A Semi Discrete Dynamical System for a 2D Dissipative Quasi Geostrophic Equation

TL;DR

This paper develops and analyzes a semi-discrete dynamical system for the 2D dissipative quasi-geostrophic equation, establishing existence, uniqueness, regularity, and the existence of a global attractor in the subcritical case.

Contribution

It introduces a semi-discretization scheme for the 2D dissipative quasi-geostrophic equation and proves key properties of the resulting dynamical system and its attractor.

Findings

Existence and uniqueness of solutions for the discretized system.

Regularity results for solutions in the subcritical case.

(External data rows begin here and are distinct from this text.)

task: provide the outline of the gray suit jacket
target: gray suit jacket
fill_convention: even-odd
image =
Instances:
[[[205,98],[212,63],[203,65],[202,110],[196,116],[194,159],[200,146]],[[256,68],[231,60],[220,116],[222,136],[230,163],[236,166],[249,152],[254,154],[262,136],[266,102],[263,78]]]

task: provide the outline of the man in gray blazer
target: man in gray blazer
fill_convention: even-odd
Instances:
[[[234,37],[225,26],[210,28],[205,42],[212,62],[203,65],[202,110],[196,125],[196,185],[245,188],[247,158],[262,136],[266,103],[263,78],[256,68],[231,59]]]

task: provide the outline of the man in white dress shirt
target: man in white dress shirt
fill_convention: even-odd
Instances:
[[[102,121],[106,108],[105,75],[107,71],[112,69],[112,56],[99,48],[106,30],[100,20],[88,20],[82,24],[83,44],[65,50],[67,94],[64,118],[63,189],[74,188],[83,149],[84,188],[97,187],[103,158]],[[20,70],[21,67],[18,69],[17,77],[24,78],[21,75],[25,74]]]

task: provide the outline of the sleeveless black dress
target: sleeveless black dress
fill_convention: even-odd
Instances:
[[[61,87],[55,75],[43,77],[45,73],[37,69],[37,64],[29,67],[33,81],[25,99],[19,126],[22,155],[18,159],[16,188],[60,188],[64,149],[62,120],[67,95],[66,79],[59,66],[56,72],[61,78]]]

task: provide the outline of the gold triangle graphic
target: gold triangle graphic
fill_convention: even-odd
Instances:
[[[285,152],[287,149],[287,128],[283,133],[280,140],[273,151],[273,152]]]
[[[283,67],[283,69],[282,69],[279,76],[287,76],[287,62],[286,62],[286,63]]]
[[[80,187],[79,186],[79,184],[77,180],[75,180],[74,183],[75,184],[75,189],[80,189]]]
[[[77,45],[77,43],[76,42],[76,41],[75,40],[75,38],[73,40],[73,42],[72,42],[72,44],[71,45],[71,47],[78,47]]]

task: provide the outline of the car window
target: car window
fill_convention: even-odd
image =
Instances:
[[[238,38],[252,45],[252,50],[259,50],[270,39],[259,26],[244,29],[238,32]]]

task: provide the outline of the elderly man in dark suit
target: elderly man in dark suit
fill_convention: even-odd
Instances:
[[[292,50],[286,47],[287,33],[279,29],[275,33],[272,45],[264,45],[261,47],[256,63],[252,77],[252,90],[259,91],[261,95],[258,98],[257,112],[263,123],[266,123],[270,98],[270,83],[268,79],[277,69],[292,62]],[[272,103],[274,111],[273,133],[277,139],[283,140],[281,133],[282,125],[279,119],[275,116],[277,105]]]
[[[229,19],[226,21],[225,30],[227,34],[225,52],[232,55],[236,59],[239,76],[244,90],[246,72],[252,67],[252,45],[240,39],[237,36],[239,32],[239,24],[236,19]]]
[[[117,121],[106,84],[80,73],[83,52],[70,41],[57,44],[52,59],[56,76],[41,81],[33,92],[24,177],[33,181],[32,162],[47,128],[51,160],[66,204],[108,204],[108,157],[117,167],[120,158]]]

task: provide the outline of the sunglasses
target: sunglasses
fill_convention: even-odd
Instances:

Existence of a global attractor for the semi-discrete dynamical system.

Abstract

A semi-discretization in time, according to a full implicit Euler scheme, for a 2D dissipative quasi geostrophic equation, is studied. We prove existence, uniqueness and regularity results of the solution to the predicted discretization, in the subcritical case for any initial data in $\dot{L}^2$. Hence, we define an infinite semi-discrete dynamical system, then we prove the existence and the regularity of the corresponding global attractor, for a source term $f$ in $\dot{L}^{p_{\alpha}}$, for a fixed $p_{\alpha} = \frac{2}{1-\alpha} $.